I knew John Biltris as a kid in school - as teenagers we had a close friendship and knocked around together from during secondary school at Preston Tech.

We wagged it often and had many adventures - I always remember the first foreign language to which John and his brother introduced me - every word began with youraga or ended in urriga - we could converse in this quite well and to the confusion of listeners.

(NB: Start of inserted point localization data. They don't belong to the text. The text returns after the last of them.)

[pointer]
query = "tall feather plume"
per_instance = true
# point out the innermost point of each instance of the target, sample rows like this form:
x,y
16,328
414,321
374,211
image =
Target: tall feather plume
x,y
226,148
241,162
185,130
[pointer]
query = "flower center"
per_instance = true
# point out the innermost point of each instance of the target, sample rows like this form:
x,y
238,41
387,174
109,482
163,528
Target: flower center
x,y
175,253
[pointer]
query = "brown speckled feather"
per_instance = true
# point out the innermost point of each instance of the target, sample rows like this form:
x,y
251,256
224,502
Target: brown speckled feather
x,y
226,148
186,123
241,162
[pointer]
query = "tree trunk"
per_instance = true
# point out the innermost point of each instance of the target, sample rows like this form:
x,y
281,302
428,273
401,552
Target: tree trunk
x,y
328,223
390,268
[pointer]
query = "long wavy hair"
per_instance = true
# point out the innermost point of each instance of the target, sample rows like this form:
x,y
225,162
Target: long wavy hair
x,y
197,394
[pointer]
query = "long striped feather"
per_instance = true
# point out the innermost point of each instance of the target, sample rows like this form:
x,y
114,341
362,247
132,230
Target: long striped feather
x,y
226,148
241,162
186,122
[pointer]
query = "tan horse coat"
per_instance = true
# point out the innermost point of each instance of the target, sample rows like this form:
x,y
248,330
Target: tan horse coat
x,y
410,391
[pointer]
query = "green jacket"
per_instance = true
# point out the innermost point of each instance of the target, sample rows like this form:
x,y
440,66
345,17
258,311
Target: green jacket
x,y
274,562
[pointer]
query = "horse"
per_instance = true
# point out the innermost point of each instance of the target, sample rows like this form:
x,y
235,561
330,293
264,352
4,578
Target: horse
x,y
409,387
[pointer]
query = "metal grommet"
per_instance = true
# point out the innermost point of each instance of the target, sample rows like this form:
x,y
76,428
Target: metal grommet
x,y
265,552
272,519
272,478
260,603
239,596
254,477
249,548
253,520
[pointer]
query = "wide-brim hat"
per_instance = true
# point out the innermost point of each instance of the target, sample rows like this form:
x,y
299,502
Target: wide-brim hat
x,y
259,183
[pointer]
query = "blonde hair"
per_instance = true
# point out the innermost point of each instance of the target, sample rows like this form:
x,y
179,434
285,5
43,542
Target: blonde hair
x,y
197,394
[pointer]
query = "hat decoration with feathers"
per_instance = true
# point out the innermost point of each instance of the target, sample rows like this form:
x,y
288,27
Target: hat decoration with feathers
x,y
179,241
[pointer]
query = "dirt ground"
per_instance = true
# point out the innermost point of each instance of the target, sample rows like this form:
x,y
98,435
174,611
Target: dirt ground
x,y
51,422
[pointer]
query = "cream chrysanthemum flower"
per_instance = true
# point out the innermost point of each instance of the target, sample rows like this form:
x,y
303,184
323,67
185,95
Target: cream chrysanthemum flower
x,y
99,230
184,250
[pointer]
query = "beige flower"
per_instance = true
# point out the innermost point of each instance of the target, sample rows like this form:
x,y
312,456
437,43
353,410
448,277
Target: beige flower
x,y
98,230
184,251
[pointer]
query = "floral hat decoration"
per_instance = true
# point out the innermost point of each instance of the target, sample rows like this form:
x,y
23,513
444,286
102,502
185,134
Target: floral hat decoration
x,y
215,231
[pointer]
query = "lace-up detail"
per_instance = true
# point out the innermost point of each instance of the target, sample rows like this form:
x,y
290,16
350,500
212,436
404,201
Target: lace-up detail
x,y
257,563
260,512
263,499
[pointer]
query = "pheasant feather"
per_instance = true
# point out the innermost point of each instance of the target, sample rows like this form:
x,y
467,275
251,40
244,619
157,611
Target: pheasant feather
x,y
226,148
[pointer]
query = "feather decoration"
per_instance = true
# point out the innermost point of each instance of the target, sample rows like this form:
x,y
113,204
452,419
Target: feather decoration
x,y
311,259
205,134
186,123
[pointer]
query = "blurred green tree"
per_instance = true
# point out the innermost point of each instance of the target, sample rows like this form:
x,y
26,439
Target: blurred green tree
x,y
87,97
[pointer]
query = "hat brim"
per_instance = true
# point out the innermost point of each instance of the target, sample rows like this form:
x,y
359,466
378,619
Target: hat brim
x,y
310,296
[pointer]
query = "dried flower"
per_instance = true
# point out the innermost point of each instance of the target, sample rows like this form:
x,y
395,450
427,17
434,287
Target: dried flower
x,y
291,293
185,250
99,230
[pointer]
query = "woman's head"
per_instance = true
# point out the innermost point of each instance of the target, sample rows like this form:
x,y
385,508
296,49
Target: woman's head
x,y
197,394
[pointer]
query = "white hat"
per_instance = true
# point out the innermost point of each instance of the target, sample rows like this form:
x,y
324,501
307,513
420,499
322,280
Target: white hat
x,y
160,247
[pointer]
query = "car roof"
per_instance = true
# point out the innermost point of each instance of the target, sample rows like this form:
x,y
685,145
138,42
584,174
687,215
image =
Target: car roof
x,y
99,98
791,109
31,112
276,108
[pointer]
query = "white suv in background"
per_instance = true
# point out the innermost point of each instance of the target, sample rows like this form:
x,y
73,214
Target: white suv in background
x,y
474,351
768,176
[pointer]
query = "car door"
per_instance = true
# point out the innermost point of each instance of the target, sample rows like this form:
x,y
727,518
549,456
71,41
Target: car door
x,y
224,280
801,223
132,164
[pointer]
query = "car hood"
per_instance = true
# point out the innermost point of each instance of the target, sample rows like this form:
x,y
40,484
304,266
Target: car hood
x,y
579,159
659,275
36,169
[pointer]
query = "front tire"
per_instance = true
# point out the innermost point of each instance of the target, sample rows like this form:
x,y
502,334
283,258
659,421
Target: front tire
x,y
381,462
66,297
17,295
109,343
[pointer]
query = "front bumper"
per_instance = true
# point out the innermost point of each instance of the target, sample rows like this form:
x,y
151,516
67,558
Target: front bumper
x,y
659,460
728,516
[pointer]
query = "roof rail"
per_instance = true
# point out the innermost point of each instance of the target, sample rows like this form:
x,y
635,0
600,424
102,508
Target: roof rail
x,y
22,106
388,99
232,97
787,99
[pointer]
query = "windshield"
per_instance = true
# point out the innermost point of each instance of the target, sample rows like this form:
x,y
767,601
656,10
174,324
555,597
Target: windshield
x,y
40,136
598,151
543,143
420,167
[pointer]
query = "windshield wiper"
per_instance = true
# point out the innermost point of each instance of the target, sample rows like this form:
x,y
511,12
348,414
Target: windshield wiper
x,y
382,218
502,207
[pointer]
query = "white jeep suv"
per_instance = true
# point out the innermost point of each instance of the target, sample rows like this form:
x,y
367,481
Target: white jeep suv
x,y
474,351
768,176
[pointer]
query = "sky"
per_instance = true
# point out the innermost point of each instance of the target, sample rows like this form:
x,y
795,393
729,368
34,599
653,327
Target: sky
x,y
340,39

Our best business venture was finding and selling golf balls from the Yarra Bend golf course - in those days a good second golf ball was worth about ten shillings and a man's wage was only about 6 pounds.

We also had a smelting works making copies of First World War soldiers (standing about 2 inches high). We would steal the lead from the local scrapyard and melt to pour into aluminium molds then hawk them from door to door and make a few sales.

He was a great mate in those years and when my bike broke down he would dink me daily to school about 6 miles away.

On one occasion we stripped a neighbours fruit tree and ate almost every apricot from it and were thoughtful enough to leave a thankyou note afterwards.

Life was great fun in those days and we broke a few rules of that time which would seem harmless enough today.

By the age of about 16 we lost track of each other as we began to get into the work world - I bumped into John in my early twenties where we spent a bit of time catching up and he told me of his work in New Guinea and that was the last I ever saw of him but often thought of him down the years.

Thanks John for being a good mate in those fun teen years.